In the first half of the 20th Century, while owned by George Williams, Shrewton House went through what was considered a scandalous period. Lady Torrington, a former actress known as Eleanor “Nellie” Souray, and later a racehorse owner, purchased Elston House next to Shrewton House, and established a stud farm there. After her husband, Viscount Torrington, abandoned her, she took up residence with her famous jockey lover, Steve Donoghue, at Shrewton House! Their affair reportedly lasted from 1917 through the 1920s, while Steve was riding for Lady Torrington. During this time, Lady Torrington published a novel called: Over the Garden Wall: A story of racing and romance in 1924, which we imagine may have included scenes in our very own “secret” walled garden (although it is out of print so we will never know!)
Elston House was later acquired and ran by famous racehorse trainer, Richmond Sturdy. One of his jockeys, Peter Howell, became an internationally renowned, equine artist, who returned in recent years, and now lives in a residence on Henge Estate. Peter translates his love for horses and horse racing into his painting, and one of his pieces hangs in the kitchen, where he has beautifully captured the symbiotic charm of the house and the horses.
Shortly after Lady Torrington’s time at Shrewton House, a rather formidable Australian, Mrs Audrey Pape, lived there together with a “Mrs Brown”. The village would not have been familiar with open lesbian relationships, and the gossip it generated must have been quite something.
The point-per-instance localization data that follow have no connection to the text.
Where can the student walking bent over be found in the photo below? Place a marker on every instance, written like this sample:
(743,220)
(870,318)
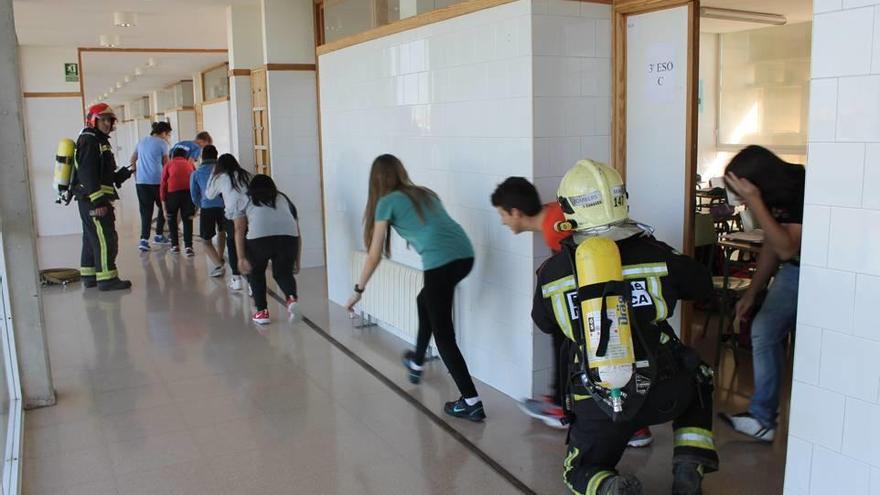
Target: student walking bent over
(211,220)
(418,216)
(230,181)
(267,229)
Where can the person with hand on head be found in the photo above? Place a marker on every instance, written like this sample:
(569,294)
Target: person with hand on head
(267,229)
(94,184)
(417,214)
(149,157)
(773,191)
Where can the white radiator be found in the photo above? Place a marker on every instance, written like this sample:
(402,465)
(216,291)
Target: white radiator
(390,299)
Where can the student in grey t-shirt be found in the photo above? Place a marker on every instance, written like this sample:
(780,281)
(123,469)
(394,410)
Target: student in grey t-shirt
(267,229)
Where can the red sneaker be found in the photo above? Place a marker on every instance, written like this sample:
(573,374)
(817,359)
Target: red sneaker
(641,438)
(261,317)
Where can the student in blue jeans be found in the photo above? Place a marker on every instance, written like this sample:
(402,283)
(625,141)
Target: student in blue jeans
(773,190)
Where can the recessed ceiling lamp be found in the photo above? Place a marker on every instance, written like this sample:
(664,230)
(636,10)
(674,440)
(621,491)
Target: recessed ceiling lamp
(124,19)
(109,40)
(742,16)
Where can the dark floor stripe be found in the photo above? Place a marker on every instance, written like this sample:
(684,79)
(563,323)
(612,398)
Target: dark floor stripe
(439,421)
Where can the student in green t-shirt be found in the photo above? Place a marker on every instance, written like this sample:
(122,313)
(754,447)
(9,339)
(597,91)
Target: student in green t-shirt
(418,216)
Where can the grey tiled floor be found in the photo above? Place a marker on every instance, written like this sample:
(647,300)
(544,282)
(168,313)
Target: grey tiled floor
(170,389)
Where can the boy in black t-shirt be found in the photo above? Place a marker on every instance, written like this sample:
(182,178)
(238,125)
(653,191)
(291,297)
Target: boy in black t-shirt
(773,190)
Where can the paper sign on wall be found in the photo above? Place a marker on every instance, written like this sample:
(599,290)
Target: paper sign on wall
(71,72)
(660,72)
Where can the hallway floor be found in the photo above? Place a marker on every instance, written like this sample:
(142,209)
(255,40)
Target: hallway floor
(170,389)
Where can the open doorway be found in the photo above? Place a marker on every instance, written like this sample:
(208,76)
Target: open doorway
(753,89)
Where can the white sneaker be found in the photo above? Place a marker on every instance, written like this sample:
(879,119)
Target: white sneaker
(746,424)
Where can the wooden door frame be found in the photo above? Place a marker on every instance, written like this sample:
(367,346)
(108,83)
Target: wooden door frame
(621,11)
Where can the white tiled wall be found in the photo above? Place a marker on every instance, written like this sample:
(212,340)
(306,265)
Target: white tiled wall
(453,101)
(833,444)
(571,43)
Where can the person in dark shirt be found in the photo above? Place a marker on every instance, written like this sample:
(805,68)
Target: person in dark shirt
(773,190)
(680,388)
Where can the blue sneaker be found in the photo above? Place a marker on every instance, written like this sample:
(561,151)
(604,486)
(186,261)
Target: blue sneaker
(460,409)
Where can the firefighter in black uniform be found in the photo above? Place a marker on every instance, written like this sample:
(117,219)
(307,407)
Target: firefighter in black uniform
(94,186)
(594,201)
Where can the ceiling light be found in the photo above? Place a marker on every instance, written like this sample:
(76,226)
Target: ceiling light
(124,19)
(109,40)
(743,16)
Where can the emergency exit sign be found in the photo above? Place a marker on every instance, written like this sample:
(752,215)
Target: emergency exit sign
(71,72)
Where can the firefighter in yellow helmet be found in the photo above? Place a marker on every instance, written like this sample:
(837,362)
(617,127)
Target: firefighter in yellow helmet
(666,380)
(94,187)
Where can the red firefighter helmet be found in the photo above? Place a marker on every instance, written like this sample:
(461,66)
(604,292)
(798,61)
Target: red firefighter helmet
(96,111)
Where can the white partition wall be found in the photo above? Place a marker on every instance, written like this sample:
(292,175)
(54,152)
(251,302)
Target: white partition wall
(465,103)
(452,100)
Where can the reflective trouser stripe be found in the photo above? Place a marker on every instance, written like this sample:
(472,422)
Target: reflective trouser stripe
(596,481)
(694,437)
(104,273)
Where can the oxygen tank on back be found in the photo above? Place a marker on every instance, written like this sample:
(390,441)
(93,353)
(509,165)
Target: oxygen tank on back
(64,158)
(606,319)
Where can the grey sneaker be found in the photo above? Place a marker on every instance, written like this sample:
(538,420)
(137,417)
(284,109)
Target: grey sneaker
(621,484)
(746,424)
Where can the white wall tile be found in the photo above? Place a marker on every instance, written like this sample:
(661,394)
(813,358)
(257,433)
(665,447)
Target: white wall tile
(867,297)
(842,43)
(835,473)
(808,353)
(835,289)
(835,174)
(855,240)
(825,429)
(858,109)
(798,463)
(850,365)
(861,434)
(871,183)
(814,241)
(821,6)
(823,103)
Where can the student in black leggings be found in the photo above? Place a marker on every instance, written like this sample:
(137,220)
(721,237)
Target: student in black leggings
(418,216)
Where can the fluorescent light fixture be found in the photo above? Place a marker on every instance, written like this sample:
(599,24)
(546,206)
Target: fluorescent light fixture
(124,19)
(742,16)
(109,40)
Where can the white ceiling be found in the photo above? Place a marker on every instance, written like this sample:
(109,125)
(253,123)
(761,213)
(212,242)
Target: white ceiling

We still have an enormous old key with a handwritten tag that says “Mrs Pape” – but we have no idea what it opens. The restaurant at Rollestone Manor has photographs of Mrs Pape and party on the steps of Shrewton House!
By the mid-1930s, the house was occupied by the Bonham Carter family, and became a Liberal strong hold. The story goes that Jo Grimond, at that time leader of the Liberal Party, spent half of his honeymoon at Shrewton House!
Our family arrived in 1955, when General Sir Robert Hinde retired to the house after a career in the British Army. Sir Robert features in Giles Milton’s masterpiece of a history book, Checkmate in Berlin: The First Battle of the Cold War (2022). Sir Robert’s early period at the House was disturbed in 1956, when he was recalled to the Army, and the War Rooms in Whitehall, to take part in the planning of the Suez Operation. After that little hurdle, he settled down to a military campaign against the nettles in the field. This was the first home he had owned, after 26 or so moves with the Army and he loved the place. It is a great privilege that it is in the third generation of our family.
There are no ghosts that we know of!
We hope you enjoy yourselves during your stay.